South African  1914-2010

Bettie Cilliers-Barnard, DMS (18 November 1914 – 15 September 2010) was a South African abstract artist, generally known for her large canvases of birds in flight. She was also the mother of well-known South African actress, Jana Cilliers.

“Bettie” Cilliers-Barnard was born in Rustenburg, Transvaal on 18 November 1914. Bettie Cilliers-Barnard,was a South African abstract artist, generally known for her large canvases of birds in flight. She was also the mother of well-known South African actress, Jana Cilliers. She started painting in the late 1930s and over the years kept experimenting with colour, lines, abstraction and figurative abstractions. In the 1970s, birds unexpectedly started appearing in her work – which could be described as part of her earthy symbolism. She referred to this work as her “flights of the spirit”. Since 1946, Cilliers-Barnard’s works have been shown in seventy solo exhibitions in South Africa as well as in Paris (paintings 1956), London (graphic art 1971), and at the Prestiges Invitation Exhibition at the Taipei Fine Arts museum in Taiwan (paintings and graphic art 1987).
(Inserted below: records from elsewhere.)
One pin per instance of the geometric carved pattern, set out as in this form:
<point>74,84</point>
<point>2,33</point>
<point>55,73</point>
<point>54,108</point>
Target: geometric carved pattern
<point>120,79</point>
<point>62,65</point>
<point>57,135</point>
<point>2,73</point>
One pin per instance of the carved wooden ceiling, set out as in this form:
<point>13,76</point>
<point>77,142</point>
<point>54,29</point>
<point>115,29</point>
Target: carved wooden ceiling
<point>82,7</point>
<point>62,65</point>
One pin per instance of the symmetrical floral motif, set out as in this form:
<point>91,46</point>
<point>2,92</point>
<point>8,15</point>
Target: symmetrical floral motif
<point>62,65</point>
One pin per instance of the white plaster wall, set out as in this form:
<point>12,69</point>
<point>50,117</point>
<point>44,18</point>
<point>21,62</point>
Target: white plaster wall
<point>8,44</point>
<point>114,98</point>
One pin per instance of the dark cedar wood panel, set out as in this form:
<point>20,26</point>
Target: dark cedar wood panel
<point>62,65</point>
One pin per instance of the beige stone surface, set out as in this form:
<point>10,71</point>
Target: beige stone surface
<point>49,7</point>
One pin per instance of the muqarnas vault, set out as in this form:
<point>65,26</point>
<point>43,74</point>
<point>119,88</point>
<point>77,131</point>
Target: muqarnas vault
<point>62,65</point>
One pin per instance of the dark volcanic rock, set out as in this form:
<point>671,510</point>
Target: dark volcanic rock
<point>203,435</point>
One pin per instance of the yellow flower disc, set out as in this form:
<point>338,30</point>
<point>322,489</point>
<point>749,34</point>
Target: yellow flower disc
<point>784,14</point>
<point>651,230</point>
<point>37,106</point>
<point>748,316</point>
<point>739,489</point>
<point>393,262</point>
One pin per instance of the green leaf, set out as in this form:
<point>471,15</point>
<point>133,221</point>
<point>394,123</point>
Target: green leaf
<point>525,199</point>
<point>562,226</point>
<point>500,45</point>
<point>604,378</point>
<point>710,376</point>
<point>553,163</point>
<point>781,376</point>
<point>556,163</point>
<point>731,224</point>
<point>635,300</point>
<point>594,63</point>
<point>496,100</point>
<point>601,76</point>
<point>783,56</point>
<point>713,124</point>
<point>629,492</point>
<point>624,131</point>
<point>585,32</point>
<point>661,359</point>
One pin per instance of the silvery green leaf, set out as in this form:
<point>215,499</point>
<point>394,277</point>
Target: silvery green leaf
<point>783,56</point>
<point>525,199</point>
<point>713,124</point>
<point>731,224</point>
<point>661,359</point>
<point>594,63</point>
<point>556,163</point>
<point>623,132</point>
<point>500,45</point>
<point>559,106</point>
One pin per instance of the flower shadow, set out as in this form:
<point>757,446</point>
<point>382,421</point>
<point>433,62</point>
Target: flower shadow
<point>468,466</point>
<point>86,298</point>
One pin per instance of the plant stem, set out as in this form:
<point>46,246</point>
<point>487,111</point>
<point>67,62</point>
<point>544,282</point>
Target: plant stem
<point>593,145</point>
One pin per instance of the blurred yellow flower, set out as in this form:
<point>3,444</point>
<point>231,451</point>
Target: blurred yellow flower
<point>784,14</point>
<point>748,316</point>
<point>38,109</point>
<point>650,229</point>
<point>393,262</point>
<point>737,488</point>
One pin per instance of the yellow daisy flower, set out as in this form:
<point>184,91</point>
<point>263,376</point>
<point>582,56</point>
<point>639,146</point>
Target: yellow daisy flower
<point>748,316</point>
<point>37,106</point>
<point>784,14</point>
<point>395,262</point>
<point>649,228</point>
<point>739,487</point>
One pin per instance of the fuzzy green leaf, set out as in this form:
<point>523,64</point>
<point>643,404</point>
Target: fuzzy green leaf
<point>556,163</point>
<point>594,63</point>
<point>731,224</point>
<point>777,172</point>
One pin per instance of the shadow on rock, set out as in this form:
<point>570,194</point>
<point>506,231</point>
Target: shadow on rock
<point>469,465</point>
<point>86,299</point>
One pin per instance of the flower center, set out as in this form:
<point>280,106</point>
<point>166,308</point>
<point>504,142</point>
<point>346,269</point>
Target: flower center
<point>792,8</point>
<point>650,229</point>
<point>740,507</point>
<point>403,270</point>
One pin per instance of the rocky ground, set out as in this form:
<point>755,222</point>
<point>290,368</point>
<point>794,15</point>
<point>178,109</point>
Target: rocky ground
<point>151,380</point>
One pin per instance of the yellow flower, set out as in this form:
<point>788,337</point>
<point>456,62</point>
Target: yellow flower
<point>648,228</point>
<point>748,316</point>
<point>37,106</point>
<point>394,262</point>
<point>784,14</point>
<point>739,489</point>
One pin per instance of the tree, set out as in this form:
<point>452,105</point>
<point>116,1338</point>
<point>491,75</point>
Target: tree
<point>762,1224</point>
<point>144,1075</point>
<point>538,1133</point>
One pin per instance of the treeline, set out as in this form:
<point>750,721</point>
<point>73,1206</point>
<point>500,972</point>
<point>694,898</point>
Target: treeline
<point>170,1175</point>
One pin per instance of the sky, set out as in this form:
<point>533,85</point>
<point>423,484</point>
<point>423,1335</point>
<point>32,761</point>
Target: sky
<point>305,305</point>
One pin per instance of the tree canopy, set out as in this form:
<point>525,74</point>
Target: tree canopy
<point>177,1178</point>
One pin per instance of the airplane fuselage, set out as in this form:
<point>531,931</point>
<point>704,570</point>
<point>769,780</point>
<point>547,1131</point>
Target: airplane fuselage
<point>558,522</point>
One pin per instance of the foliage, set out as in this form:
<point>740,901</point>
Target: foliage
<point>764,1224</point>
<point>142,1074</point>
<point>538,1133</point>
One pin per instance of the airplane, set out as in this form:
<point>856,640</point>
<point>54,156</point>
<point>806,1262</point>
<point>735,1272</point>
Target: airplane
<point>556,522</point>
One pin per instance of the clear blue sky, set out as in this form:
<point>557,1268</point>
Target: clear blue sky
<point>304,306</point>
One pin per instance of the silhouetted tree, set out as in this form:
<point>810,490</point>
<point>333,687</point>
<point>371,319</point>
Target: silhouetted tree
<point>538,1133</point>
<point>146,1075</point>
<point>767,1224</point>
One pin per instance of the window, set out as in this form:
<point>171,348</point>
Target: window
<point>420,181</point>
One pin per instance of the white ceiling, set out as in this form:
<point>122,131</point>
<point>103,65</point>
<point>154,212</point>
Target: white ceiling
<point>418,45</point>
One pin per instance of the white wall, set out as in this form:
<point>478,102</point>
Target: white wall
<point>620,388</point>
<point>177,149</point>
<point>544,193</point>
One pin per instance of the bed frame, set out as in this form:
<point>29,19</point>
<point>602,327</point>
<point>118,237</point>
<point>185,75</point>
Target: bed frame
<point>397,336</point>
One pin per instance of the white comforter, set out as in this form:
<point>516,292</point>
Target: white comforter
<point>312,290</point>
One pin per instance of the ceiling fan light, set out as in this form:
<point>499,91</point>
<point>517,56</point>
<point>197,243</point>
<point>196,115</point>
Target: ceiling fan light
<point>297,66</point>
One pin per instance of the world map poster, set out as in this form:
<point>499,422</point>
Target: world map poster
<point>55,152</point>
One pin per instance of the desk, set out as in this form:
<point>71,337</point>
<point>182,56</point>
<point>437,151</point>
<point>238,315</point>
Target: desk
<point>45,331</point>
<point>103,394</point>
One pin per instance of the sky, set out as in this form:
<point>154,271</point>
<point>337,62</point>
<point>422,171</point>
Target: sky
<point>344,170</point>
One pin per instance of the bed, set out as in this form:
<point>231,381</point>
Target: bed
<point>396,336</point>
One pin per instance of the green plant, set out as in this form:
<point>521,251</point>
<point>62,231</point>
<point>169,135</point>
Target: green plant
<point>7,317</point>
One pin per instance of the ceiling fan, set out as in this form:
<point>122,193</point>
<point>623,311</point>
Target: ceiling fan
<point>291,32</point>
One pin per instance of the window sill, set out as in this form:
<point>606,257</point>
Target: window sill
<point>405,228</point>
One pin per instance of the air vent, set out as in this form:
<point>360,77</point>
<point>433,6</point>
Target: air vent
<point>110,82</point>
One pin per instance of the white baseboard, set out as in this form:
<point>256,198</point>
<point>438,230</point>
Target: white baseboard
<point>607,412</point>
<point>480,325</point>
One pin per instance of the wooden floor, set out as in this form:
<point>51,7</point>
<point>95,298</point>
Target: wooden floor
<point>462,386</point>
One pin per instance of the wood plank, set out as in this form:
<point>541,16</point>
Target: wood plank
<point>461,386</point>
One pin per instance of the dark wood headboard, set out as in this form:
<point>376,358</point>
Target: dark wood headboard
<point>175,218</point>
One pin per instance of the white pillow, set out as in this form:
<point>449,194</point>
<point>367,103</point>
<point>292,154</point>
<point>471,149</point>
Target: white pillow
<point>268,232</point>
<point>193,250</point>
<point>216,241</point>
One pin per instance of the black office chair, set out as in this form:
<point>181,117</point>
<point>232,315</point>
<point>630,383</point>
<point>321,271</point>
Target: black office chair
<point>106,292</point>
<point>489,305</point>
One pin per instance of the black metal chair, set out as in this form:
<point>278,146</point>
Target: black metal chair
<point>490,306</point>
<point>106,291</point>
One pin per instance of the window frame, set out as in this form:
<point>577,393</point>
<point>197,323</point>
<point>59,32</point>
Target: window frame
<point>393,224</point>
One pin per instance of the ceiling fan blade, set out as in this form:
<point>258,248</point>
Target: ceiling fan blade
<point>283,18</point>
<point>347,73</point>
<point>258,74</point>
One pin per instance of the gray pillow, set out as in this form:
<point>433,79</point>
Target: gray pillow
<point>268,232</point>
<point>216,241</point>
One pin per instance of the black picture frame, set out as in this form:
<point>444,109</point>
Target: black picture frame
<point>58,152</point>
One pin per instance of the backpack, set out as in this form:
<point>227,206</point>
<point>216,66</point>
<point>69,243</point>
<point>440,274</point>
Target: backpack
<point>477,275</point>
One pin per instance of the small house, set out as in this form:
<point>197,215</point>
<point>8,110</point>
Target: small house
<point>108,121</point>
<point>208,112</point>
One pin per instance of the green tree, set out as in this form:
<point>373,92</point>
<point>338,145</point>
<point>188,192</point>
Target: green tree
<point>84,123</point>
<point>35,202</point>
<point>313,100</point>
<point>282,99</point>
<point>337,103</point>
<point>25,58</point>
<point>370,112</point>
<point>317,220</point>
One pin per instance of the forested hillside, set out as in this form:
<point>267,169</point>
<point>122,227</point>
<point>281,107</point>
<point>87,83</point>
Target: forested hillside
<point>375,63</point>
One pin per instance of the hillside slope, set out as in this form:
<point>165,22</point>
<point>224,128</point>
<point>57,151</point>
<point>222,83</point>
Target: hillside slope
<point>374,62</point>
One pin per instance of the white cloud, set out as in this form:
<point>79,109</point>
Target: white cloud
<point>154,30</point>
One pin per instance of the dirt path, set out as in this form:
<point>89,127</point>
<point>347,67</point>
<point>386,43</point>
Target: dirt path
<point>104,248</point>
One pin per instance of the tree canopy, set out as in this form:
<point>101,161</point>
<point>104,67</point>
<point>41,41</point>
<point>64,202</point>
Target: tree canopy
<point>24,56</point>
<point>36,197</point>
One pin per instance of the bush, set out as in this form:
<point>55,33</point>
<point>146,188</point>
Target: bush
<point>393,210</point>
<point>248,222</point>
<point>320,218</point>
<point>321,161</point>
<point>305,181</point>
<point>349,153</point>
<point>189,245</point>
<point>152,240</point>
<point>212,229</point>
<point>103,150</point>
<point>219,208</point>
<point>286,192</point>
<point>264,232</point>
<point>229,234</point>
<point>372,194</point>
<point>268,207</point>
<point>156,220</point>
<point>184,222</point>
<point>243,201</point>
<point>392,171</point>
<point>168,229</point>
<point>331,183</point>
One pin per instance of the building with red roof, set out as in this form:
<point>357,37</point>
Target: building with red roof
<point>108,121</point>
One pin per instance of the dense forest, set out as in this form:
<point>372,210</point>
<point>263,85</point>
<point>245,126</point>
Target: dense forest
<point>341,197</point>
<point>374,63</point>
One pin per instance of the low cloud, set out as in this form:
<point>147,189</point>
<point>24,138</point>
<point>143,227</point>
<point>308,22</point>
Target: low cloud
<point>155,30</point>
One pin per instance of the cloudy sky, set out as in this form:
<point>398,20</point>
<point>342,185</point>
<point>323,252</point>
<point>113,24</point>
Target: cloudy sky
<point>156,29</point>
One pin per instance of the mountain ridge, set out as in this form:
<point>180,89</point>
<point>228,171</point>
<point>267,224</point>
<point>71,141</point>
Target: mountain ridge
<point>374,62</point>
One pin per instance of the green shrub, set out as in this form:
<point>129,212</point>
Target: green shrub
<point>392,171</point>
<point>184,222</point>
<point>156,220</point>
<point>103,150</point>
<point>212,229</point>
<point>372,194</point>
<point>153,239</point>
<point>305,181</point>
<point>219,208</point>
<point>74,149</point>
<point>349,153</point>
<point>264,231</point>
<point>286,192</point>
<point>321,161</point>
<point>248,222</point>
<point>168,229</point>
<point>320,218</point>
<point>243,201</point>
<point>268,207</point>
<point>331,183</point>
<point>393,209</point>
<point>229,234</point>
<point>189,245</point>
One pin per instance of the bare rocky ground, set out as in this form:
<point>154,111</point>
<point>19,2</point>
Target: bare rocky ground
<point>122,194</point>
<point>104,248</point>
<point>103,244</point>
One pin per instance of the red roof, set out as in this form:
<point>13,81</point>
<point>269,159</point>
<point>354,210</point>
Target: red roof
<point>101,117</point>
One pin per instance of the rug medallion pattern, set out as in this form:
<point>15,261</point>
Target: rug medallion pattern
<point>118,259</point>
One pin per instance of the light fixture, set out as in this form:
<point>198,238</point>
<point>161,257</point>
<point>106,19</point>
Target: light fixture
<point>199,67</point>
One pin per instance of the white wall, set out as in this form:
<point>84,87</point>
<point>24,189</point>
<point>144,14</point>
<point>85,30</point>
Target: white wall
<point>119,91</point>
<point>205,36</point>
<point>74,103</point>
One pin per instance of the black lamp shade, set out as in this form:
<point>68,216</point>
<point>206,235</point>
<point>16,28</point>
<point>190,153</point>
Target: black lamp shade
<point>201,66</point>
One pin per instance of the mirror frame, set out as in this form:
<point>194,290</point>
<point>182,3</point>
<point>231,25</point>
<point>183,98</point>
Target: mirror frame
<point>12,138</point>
Her South African graphic art exhibitions abroad have included Austria, Germany, Spain, Greece and Israel, to name a few. Her tapestries, paintings, and murals in oils have been commissioned both for public collections and for museum and private collections in South Africa and abroad. Most recently in 1992, she painted “Vision” for the Pretoria Eye Institute and some of her other commissions include the painting “Flight” for South African Airways 1983, the tapestry “Guardian Angel of the Arts” for the State Theatre of Pretoria 1981, and her mural in oils “Mens sana corpore sano” for the Department of Health in Pretoria 1980.

Cilliers-Barnard worked especially at night – “because the night doesn’t have shadows”, she maintained.

Two retrospective exhibitions of her work followed: Pretoria Art Museum 1995 and the SASOL Art Museum 1996.